Ci sarà un ridimensionamento per quanto riguarda il corpo docente?
«La situazione della docenza e dell’impiego, in generale, a Ragusa è da sempre stata problematica. Riguardo all’utilizzo del personale all’interno della struttura, abbiamo bisogno di certezze sia sul piano strutturale sia sul piano della maturazione scientifica e della ricerca. Se la situazione dovesse rimanere invariata allo stato attuale – anche a livello nazionale – e il Consorzio non provvedesse alla crescita dei costi, dovremo operare dei tagli».
Vi era anche il desiderio da parte del Consorzio di indirizzare l’incasso delle tasse d’iscrizione degli studenti direttamente alla sede di Ragusa Ibla, anziché continuare a versarle all’ateneo di Catania. Lei cosa ne pensa?

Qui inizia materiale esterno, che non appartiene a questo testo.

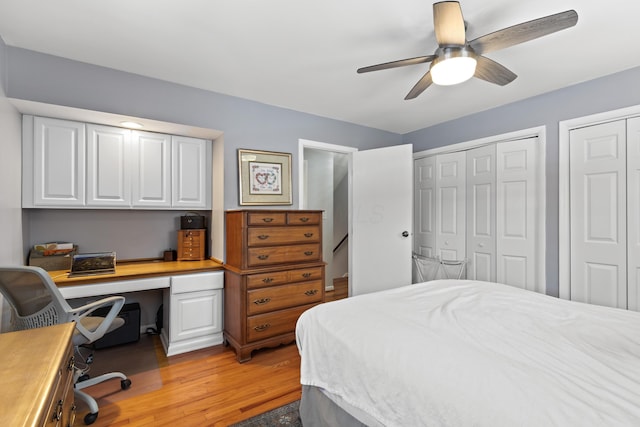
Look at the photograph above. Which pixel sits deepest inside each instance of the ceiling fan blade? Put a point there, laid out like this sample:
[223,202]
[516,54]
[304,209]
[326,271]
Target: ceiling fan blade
[448,23]
[524,32]
[395,64]
[491,71]
[420,87]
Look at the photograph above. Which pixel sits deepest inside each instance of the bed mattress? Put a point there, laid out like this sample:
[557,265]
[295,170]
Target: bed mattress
[462,353]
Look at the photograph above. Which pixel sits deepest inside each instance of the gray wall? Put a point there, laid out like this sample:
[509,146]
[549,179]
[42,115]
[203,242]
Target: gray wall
[605,94]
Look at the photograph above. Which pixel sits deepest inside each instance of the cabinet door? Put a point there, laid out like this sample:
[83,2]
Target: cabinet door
[151,179]
[598,214]
[481,213]
[450,206]
[108,166]
[58,163]
[191,173]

«Da parte nostra c’è tutta la disponibilità a trasferire questi fondi, che potrebbero anzi migliorare la situazione attuale. Queste risorse però non andrebbero in ogni caso alla facoltà ma sempre all’ateneo».
Infine – guardando il panorama nazionale – se questi tagli all’università verranno attuati, cosa succederà alla facoltà di Lingue?
«Si deve chiamare a raccolta tutti, mobilitare tutti. Il Rettore ha già dato un segnale decidendo, in accordo con il Senato accademico, di non fare la cerimonia d’inaugurazione dell’anno accademico e promuovendo una giornata di dibattito (il 5 novembre, ndr). Se saranno fatti questi tagli, e noi come Facoltà abbiamo indetto una giornata di mobilitazione per il 24 ottobre, si assisterà alla scomparsa di corsi di laurea a Ragusa. Stessa sorte toccherebbe a Catania. Si avrebbe quindi un corso di laurea triennale di 1° livello e un corso biennale di 2° livello a Ragusa. A rimanere aperto, a Catania, sarebbe il corso di Lingue e culture europee e la relativa specialistica. In ogni caso, è in atto una volontà di creare un corso di laurea interfacoltà basato sulla comunicazione e sul turismo tra le facoltà di Lettere, Economia e commercio, Scienze della formazione e Lingue».